Por Mateus Nunes
Em E as vísceras mergulham num profundo mar azul, pintura do acervo do MASP, Anna Bella Geiger nos relembra de que somos híbridos. A obra, embora nos permita sonhar em um profundo mar azul — que, pela técnica da gravura, também nos proporciona observar seu
reflexo, um céu estrelado —, nos lembra de que o sonho é visceral, matéria intrincada das entranhas humanas. De maneira híbrida e espelhada, as vísceras são primitivas mas humanas; e o mar, embora translúcido, é
obscuro e poderoso em suas profundezas.

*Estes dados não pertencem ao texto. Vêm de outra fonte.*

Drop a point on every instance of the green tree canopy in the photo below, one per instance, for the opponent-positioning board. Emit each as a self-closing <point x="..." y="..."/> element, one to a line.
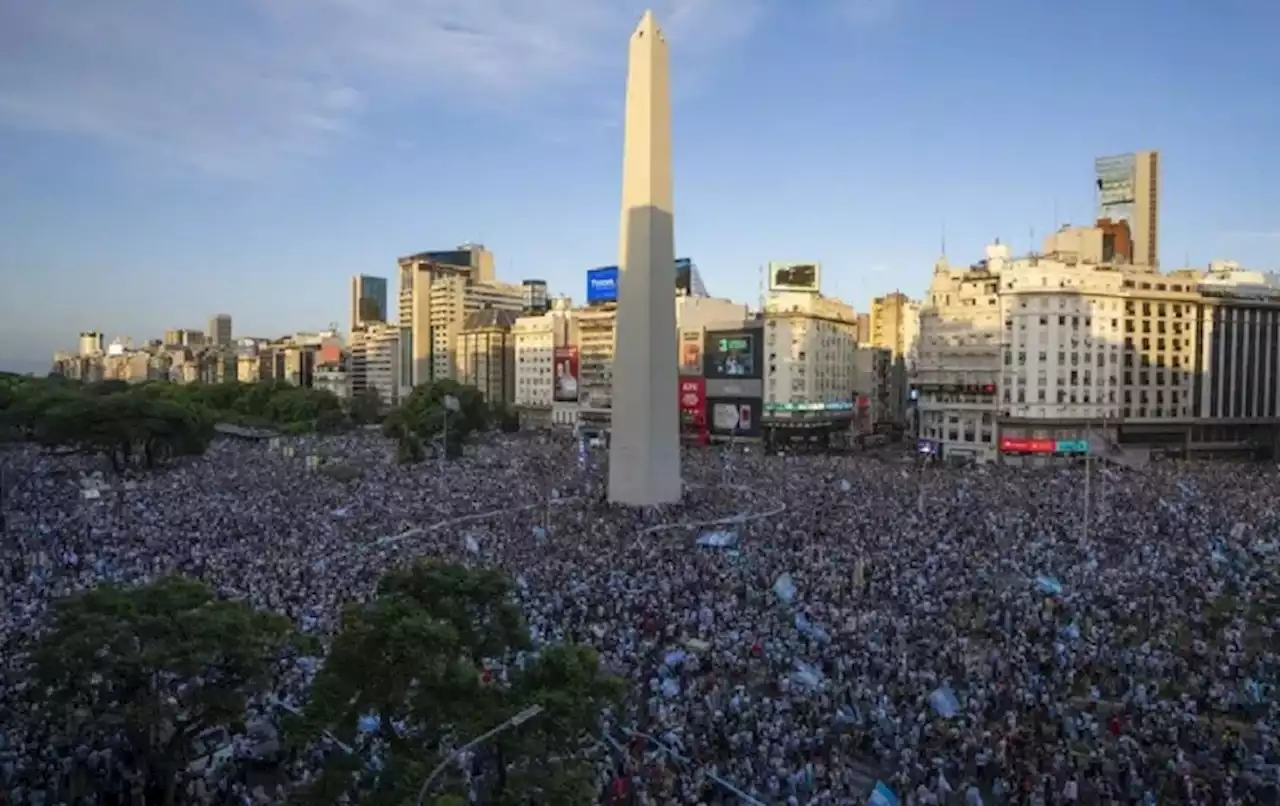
<point x="158" y="664"/>
<point x="425" y="418"/>
<point x="122" y="422"/>
<point x="440" y="656"/>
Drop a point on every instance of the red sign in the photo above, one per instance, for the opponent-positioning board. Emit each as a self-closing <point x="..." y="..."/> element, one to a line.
<point x="691" y="356"/>
<point x="1019" y="444"/>
<point x="566" y="375"/>
<point x="693" y="399"/>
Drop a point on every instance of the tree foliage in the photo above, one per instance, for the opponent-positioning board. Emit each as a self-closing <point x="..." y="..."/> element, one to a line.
<point x="438" y="658"/>
<point x="122" y="422"/>
<point x="146" y="424"/>
<point x="424" y="418"/>
<point x="156" y="665"/>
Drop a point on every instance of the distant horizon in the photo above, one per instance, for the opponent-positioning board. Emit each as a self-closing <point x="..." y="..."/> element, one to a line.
<point x="26" y="366"/>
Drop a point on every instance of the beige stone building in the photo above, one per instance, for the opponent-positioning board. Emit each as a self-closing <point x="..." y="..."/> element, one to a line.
<point x="484" y="355"/>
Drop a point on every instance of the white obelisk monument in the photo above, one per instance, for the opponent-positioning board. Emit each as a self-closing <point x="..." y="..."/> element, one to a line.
<point x="644" y="448"/>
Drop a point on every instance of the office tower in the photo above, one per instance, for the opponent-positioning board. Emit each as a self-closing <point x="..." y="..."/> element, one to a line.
<point x="220" y="329"/>
<point x="535" y="296"/>
<point x="1129" y="191"/>
<point x="644" y="443"/>
<point x="368" y="301"/>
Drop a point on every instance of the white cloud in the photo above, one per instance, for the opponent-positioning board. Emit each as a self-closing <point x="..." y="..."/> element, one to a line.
<point x="232" y="86"/>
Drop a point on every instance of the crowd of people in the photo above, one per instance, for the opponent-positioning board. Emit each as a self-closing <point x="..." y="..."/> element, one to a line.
<point x="959" y="635"/>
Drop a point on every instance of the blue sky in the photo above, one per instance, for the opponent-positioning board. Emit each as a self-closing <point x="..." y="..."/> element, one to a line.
<point x="161" y="161"/>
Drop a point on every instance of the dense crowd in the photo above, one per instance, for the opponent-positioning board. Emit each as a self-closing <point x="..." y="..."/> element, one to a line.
<point x="960" y="635"/>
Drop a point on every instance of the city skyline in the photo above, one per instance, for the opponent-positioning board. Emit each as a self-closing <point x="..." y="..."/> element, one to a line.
<point x="945" y="160"/>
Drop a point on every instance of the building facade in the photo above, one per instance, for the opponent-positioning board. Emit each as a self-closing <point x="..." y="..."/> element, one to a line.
<point x="220" y="330"/>
<point x="485" y="355"/>
<point x="374" y="365"/>
<point x="809" y="361"/>
<point x="536" y="338"/>
<point x="366" y="301"/>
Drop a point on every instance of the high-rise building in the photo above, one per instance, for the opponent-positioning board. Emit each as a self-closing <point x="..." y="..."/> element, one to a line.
<point x="644" y="442"/>
<point x="535" y="296"/>
<point x="895" y="324"/>
<point x="1128" y="189"/>
<point x="368" y="301"/>
<point x="374" y="363"/>
<point x="809" y="371"/>
<point x="536" y="339"/>
<point x="220" y="329"/>
<point x="485" y="355"/>
<point x="437" y="291"/>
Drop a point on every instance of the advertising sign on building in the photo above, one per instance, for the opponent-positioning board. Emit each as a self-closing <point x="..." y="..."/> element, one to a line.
<point x="691" y="355"/>
<point x="794" y="276"/>
<point x="1116" y="178"/>
<point x="566" y="375"/>
<point x="693" y="401"/>
<point x="735" y="416"/>
<point x="602" y="284"/>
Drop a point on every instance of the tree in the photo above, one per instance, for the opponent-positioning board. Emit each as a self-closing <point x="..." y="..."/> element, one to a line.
<point x="439" y="656"/>
<point x="365" y="407"/>
<point x="158" y="665"/>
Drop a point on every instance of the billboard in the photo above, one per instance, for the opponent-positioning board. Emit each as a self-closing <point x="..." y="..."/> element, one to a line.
<point x="602" y="284"/>
<point x="734" y="416"/>
<point x="691" y="355"/>
<point x="794" y="276"/>
<point x="566" y="375"/>
<point x="693" y="401"/>
<point x="1116" y="179"/>
<point x="685" y="276"/>
<point x="731" y="355"/>
<point x="1061" y="447"/>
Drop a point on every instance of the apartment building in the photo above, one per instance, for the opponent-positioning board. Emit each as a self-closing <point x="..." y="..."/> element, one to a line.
<point x="91" y="343"/>
<point x="536" y="339"/>
<point x="959" y="357"/>
<point x="437" y="292"/>
<point x="220" y="329"/>
<point x="895" y="326"/>
<point x="485" y="355"/>
<point x="809" y="358"/>
<point x="374" y="363"/>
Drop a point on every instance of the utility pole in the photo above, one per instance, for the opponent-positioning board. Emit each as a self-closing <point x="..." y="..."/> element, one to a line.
<point x="519" y="719"/>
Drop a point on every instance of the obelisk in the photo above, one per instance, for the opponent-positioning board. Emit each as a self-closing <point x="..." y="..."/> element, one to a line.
<point x="644" y="440"/>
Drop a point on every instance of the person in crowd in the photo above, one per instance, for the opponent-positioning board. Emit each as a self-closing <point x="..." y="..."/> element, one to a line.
<point x="963" y="636"/>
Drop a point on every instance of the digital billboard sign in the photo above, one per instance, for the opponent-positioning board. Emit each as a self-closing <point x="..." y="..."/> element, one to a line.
<point x="794" y="276"/>
<point x="602" y="284"/>
<point x="566" y="375"/>
<point x="1116" y="179"/>
<point x="693" y="401"/>
<point x="1063" y="447"/>
<point x="731" y="355"/>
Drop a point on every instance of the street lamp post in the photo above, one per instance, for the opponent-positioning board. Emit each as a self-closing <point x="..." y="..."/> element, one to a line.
<point x="519" y="719"/>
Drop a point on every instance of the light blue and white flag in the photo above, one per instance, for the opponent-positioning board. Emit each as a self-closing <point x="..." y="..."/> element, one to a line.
<point x="945" y="703"/>
<point x="785" y="589"/>
<point x="882" y="796"/>
<point x="1048" y="585"/>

Geiger a produziu num contexto efervescente da política brasileira, que, juntamente com um grupo de artistas do Rio de Janeiro, buscava alternativas eloquentes, por vezes
formais, à repressão da Ditadura Militar no Brasil. Conectando-se com suas reflexões sobre um decolonialismo e as dinâmicas entre as artes local e global que se perpetuam em toda sua trajetória, Geiger nos apresenta
um Atlântico que nos une e nos afasta, além das duras e viscerais trocas que aconteceram na formação da sociedade brasileira. O azul transatlântico e a carne viva, assim como utilizado retoricamente por Adriana
Varejão, nos questionam sobre a dualidade das coisas — o preto e o branco, o bem e o mal, o
nativoe o alienígena, o indivíduo e o todo — e nos apresenta a complexidade, ora desconcertante, ora acolhedora. Além da imagem gravada, seu título ainda é um poema: a palavra é indissociável da obra da artista. Somos banhados pelo
mesmo mar. Temos as mesmas entranhas. Podemos sonhar com a liberdade e o infinito em meio ao caos visceral.